UHS trades at 6.2x next year's earnings with negative EPS growth expected, so the low price reflects real skepticism about a turnaround despite the moat from regulatory barriers and local dominance.

Competitive Moat

Universal Health Services operates acute care hospitals and behavioral health facilities, benefiting from high barriers to entry due to regulatory complexity and the capital-intensive nature of hospital infrastructure.
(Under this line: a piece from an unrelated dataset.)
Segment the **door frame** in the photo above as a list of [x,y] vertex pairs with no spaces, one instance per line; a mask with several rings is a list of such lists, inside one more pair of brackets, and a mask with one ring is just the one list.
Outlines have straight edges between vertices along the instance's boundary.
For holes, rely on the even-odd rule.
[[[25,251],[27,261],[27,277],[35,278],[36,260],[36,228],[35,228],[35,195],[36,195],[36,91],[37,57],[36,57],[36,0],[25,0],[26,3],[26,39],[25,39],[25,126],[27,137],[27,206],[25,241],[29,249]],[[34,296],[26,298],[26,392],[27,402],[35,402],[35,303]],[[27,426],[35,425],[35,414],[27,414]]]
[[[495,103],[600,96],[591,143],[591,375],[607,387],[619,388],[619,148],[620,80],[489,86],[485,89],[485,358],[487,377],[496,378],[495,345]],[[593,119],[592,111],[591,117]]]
Its scale and diversified footprint across behavioral and acute care create local dominance in several markets, making patient and insurer relationships sticky.

Summary

UHS is trading at a deep discount after a 15.90% one-year drop and an RSI of 28.5, signaling extreme oversold territory.

Where It Stands

The stock is down -15.90% over the past year, trades at just 6.2x forward earnings versus the healthcare sector median of 22x, and its RSI of 28.5 is firmly in oversold territory.

Key Metrics

Analyst Consensus

11 Buy · 14 Hold · 1 Sell (26 analysts)

Bull Case

At 6.2x forward earnings, UHS is extremely cheap for a hospital operator with 10.4% trailing revenue growth, suggesting the market is pricing in a worst-case scenario.

Bear Case

With forward EPS expected to shrink by -1.6% and a trailing P/E of 6.1x, even a modest re-rating to a 10x multiple would only lift the stock about 60%, but flat or falling earnings could keep it stuck in value trap territory.

Catalyst to Watch

Watch for quarterly earnings and any updates on reimbursement rates or labor costs—positive surprises could spark a sharp rebound from oversold levels.